Input data formatting
Input Data Format
Both the CLI and Python API work with the same underlying table structure.
The CLI reads from TSV/CSV files, while the API can take a pandas.DataFrame directly.
Every table must include:
-
Gene column
Contains the gene identifier for each row.
The column name can be anything; it is specified when running the tool. -
Feature column
Contains the feature identifier (for example, isoform or transcript ID).
The column name is also user-specified. -
Expression data
One or more numeric columns containing either raw counts or normalized TPM values.

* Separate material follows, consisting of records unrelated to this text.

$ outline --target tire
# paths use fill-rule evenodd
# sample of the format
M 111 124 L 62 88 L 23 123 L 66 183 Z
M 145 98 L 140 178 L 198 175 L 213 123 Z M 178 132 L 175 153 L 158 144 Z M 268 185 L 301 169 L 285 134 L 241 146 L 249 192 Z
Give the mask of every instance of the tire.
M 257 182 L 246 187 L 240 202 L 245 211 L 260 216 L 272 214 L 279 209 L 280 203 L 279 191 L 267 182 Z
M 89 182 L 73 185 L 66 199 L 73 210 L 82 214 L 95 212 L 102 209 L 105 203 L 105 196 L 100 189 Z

The type (counts vs TPM) is specified at runtime.
Single-Sample Format
For datasets representing one sample, include exactly one numeric expression column.
Example:
gene_id transcript_id sample1
G1 T1 100
G1 T2 50
G2 T3 30
G2 T4 0
Multi-Sample Format
For datasets with multiple samples, include one column per sample, and all must be numeric.
Example:
gene_id transcript_id sample1 sample2 sample3
G1 T1 100 80 90
G1 T2 50 20 30
G2 T3 10 5 8
G2 T4 0 2 4
Notes
Column names for gene, feature, and samples are flexible — you specify them when using either the CLI or the API.
All expression columns must contain only non-negative, numeric values.
For API usage, simply pass a properly structured pandas.DataFrame; no file format or separator concerns apply.